La Juve sembra orientata a cedere l’italobrasiliano che ha esaurito il credito dei tifosi. «Come tutti i suoi ex compagni - dice Bronzetti - eccetto il fenomeno Del Piero, Amauri è incappato in una stagione anonima. Ma se i bianconeri pensavano di rinforzarsi sostituendolo con Toni...» Una stoccata a Marotta, insomma.
Amauri sulla sponda giallorossa del Tevere, liberebbe Menez, il talento francese sponsorizzato in corso Ferraris anche da Zidane. Più difficile intavolare uno scambio con Vucinic: «Niente Juve, Mirko resta alla Roma», sbriga la pratica l’agente del montenegrino Lucci.

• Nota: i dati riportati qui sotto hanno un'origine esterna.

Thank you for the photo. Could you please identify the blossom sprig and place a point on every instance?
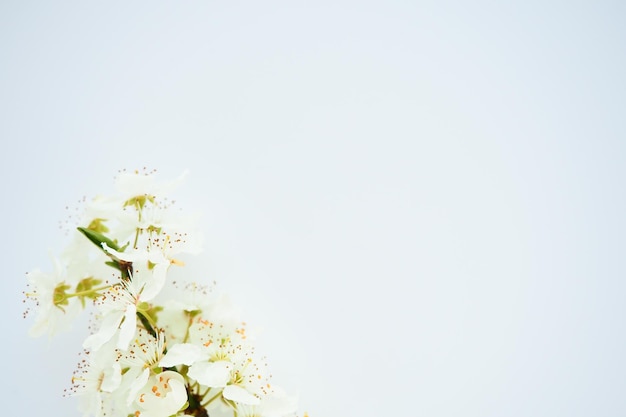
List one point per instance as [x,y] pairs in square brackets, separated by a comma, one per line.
[150,353]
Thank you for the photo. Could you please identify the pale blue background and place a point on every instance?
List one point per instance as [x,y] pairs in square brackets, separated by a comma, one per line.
[422,202]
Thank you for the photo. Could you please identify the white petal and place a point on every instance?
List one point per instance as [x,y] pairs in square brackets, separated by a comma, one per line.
[112,378]
[154,286]
[128,328]
[211,374]
[137,385]
[108,327]
[183,354]
[240,395]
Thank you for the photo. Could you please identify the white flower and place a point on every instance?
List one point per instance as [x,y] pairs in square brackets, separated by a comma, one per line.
[95,380]
[163,395]
[149,268]
[118,313]
[55,311]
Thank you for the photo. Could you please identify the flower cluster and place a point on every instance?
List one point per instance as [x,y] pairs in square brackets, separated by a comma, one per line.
[150,353]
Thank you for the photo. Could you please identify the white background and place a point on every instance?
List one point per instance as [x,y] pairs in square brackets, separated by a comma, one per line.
[421,202]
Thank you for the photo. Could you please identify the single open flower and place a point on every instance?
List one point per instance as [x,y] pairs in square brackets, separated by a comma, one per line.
[163,395]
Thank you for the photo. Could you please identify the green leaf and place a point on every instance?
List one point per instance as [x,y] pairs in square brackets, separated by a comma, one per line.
[98,239]
[97,225]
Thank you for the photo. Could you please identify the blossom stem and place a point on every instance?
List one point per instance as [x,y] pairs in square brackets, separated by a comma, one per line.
[88,292]
[213,398]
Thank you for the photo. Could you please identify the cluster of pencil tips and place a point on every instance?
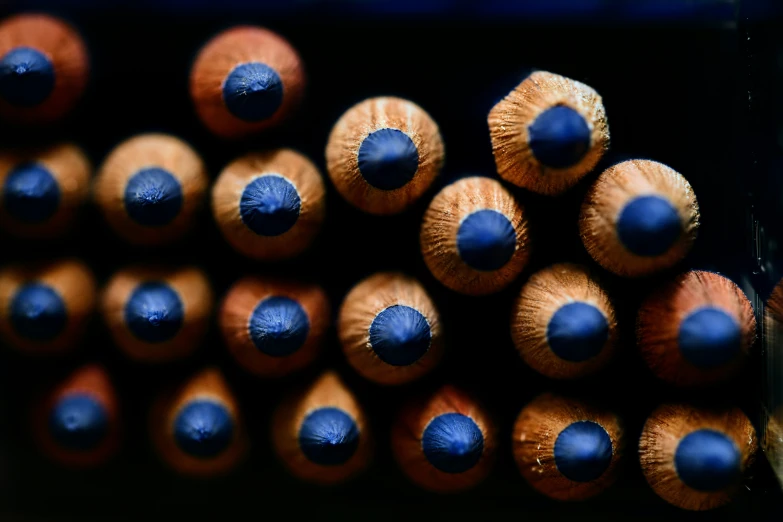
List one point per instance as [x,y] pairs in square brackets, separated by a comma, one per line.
[639,218]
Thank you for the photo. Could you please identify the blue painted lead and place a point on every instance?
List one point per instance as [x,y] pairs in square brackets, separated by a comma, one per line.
[30,193]
[709,337]
[253,92]
[26,77]
[37,312]
[279,326]
[577,332]
[452,442]
[583,451]
[486,240]
[400,335]
[707,460]
[270,205]
[154,312]
[203,429]
[649,226]
[153,197]
[328,436]
[559,137]
[388,159]
[78,423]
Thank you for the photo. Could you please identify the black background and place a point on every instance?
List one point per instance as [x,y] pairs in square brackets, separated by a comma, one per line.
[676,93]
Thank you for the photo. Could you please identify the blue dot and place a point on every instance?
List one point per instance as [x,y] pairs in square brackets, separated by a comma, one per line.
[328,436]
[26,77]
[270,205]
[78,423]
[486,240]
[707,460]
[400,335]
[559,137]
[203,429]
[38,313]
[154,312]
[452,442]
[253,92]
[153,197]
[583,451]
[577,332]
[709,337]
[279,326]
[388,159]
[648,226]
[31,194]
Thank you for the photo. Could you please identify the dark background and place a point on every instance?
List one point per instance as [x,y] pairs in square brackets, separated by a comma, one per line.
[679,87]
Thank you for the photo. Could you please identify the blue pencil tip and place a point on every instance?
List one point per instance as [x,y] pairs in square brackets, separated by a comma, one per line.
[38,313]
[328,436]
[709,337]
[279,326]
[583,451]
[486,240]
[559,137]
[154,312]
[649,226]
[30,193]
[707,460]
[400,335]
[78,423]
[270,205]
[452,442]
[253,92]
[153,197]
[577,332]
[26,77]
[388,159]
[203,429]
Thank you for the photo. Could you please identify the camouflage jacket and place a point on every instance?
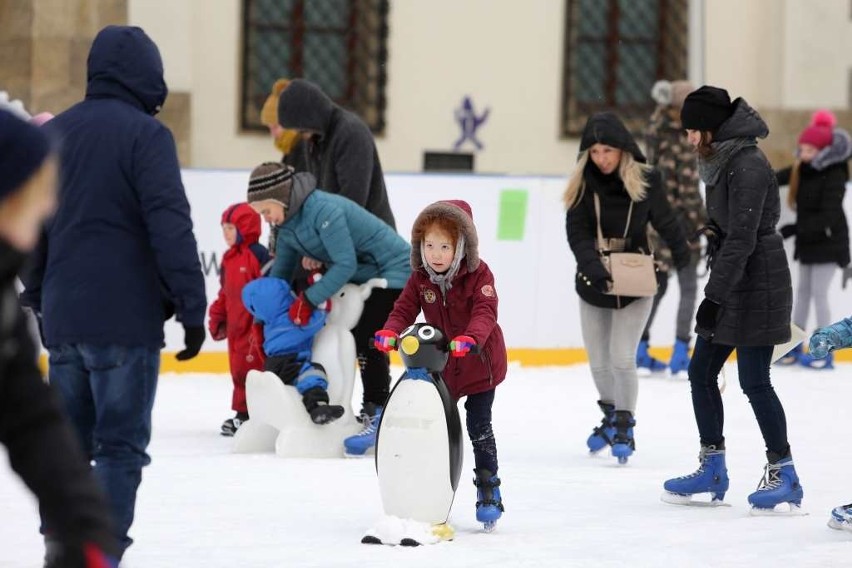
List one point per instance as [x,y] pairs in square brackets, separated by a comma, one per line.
[668,150]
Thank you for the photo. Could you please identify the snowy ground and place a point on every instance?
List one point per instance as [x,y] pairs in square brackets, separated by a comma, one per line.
[202,506]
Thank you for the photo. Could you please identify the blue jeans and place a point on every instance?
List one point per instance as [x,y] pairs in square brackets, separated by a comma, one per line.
[753,365]
[108,393]
[478,407]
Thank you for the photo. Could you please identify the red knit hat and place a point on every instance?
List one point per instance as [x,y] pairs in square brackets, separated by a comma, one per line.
[819,132]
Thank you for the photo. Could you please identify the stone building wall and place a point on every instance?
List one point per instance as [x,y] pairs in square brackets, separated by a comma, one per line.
[43,49]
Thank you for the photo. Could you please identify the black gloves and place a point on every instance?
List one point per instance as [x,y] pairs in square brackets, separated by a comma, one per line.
[193,339]
[787,230]
[708,311]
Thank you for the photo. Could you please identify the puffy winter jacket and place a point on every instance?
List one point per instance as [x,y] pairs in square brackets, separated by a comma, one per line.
[120,253]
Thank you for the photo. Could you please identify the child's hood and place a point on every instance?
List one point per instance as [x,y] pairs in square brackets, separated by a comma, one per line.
[247,221]
[267,297]
[460,214]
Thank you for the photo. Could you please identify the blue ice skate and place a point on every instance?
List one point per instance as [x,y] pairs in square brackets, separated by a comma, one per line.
[710,477]
[680,357]
[602,435]
[841,518]
[357,446]
[623,443]
[780,484]
[645,361]
[489,503]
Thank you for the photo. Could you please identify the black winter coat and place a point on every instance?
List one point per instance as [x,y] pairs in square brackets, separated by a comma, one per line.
[581,228]
[822,234]
[43,449]
[343,157]
[749,277]
[120,253]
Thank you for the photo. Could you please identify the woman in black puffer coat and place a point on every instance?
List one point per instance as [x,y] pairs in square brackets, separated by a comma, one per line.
[612,169]
[748,297]
[817,185]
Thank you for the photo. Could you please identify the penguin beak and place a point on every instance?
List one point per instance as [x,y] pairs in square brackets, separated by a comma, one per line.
[409,345]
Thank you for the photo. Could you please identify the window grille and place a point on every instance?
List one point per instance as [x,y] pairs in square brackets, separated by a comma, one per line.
[341,45]
[615,50]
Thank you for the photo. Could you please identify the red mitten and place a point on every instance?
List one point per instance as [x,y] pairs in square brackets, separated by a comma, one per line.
[218,330]
[301,310]
[461,345]
[385,340]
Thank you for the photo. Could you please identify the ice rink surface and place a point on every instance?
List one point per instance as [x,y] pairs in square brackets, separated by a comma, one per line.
[201,506]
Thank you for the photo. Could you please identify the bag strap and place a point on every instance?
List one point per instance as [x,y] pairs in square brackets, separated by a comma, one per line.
[598,220]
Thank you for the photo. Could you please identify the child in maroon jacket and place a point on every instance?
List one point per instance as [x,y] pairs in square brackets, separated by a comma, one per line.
[229,319]
[455,290]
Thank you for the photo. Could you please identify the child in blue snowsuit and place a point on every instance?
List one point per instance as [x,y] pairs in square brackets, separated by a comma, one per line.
[288,346]
[824,341]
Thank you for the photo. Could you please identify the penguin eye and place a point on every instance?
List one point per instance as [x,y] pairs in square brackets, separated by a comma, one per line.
[426,333]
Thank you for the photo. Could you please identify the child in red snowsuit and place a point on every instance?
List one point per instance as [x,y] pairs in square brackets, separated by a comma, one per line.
[242,263]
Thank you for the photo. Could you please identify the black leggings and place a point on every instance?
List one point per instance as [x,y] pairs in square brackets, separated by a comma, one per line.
[375,365]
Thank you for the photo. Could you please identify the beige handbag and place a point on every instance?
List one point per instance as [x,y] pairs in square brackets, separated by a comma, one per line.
[633,273]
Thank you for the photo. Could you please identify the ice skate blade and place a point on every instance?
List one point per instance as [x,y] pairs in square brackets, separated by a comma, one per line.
[371,453]
[839,525]
[780,510]
[690,501]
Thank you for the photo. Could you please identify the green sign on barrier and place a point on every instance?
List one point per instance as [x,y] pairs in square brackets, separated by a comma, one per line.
[513,214]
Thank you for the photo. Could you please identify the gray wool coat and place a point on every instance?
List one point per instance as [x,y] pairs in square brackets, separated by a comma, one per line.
[750,277]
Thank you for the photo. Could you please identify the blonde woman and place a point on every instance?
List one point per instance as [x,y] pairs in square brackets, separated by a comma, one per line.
[612,168]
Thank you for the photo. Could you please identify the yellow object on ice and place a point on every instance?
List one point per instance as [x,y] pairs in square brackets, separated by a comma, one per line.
[444,531]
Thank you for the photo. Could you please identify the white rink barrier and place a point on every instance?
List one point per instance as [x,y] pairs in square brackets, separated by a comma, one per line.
[521,226]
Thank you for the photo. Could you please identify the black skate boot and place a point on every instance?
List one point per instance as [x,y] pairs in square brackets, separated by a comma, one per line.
[489,502]
[231,425]
[623,443]
[324,413]
[602,435]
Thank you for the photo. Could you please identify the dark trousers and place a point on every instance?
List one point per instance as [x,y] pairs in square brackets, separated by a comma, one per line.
[108,393]
[753,365]
[375,365]
[478,407]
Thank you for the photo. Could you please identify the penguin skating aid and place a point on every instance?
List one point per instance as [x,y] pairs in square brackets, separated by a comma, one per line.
[419,443]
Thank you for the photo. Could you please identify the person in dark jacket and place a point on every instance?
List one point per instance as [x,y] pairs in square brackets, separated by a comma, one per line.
[354,246]
[294,153]
[342,154]
[612,171]
[817,186]
[455,290]
[747,299]
[117,260]
[41,444]
[243,262]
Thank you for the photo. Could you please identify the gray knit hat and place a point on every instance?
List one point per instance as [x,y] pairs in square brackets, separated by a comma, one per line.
[271,180]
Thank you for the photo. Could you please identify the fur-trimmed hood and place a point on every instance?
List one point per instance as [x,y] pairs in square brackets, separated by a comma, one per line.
[460,214]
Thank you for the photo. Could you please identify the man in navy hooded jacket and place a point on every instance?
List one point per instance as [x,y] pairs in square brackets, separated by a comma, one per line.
[116,260]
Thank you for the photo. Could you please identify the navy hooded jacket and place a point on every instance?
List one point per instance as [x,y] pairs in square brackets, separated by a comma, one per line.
[120,254]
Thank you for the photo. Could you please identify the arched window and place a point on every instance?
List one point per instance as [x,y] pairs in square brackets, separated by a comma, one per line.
[614,52]
[341,45]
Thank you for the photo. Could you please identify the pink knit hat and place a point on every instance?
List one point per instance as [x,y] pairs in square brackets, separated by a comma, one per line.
[819,132]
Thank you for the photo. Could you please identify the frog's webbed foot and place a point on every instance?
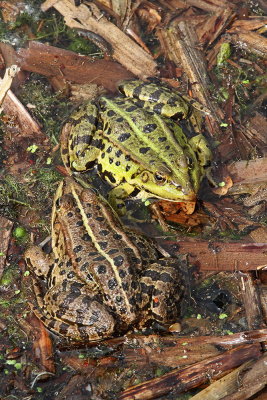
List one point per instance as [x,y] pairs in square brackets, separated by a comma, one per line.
[117,196]
[80,140]
[161,286]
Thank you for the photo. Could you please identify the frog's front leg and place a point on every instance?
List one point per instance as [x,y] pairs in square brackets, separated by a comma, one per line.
[117,196]
[81,143]
[200,146]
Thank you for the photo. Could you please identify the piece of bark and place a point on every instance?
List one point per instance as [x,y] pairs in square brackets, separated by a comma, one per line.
[228,384]
[263,301]
[27,125]
[211,5]
[5,232]
[214,25]
[219,256]
[173,355]
[250,24]
[180,44]
[251,300]
[179,381]
[250,41]
[124,50]
[245,337]
[65,65]
[251,381]
[42,345]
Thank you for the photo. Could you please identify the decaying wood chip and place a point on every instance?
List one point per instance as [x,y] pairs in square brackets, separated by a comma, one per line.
[245,337]
[219,256]
[251,381]
[13,107]
[178,381]
[89,18]
[248,172]
[64,65]
[251,300]
[180,44]
[6,82]
[248,24]
[214,25]
[42,346]
[250,41]
[211,5]
[5,231]
[263,300]
[228,384]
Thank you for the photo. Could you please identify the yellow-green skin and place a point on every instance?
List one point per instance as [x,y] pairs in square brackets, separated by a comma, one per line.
[136,143]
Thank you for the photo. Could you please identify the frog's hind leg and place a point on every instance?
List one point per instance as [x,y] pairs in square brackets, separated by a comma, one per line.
[117,196]
[78,314]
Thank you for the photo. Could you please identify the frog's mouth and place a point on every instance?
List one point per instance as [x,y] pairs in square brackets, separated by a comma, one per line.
[174,196]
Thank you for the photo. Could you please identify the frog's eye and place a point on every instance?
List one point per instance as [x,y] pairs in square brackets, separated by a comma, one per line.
[159,179]
[144,177]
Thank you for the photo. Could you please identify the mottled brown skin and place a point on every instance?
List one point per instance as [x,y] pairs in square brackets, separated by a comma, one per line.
[101,279]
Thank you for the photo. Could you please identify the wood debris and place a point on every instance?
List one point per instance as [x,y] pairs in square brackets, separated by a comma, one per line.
[124,50]
[5,232]
[224,240]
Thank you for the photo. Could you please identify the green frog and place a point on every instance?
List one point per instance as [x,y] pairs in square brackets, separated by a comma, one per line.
[100,279]
[137,144]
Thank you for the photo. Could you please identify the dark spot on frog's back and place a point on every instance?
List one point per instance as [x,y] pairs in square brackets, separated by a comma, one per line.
[85,139]
[101,269]
[91,118]
[131,108]
[98,144]
[137,90]
[155,95]
[144,150]
[63,328]
[149,128]
[86,237]
[77,249]
[112,283]
[124,136]
[118,153]
[158,108]
[118,261]
[103,245]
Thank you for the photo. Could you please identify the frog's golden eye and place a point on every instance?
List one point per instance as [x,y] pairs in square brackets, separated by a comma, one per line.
[144,177]
[160,179]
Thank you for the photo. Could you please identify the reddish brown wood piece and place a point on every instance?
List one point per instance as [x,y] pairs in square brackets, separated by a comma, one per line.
[67,65]
[218,256]
[178,381]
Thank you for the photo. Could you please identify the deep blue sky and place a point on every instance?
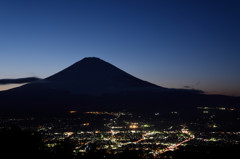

Intanto, in quota Roma sale anche Iaquinta, inseguito pure da Napoli e Glasgow Rangers.
Nei prossimi giorni, Marotta volerà in Inghilterra. Oltre a bussare alla porta del Liverpool per trovare il bandolo della matassa Aquilani (il dg chiederà uno sconto sul riscatto oppure il rinnovo del prestito), sonderà la strada che porta al terzino Richard del Manchester City, più giovane e meno caro del pendolino dei reds Johnson e del laziale Lichtsteiner, finito anche nel mirino dal Barcellona.
Sull’agenda del direttore generale c’è anche il nome dell’attaccante nigeriano Odemwingie del West Bromwich, ieri blindato dal suo manager Hodgson: «La Juventus non è ancora uscita allo scoperto, ma noi abbiamo tutta l’intenzione di trattenerlo».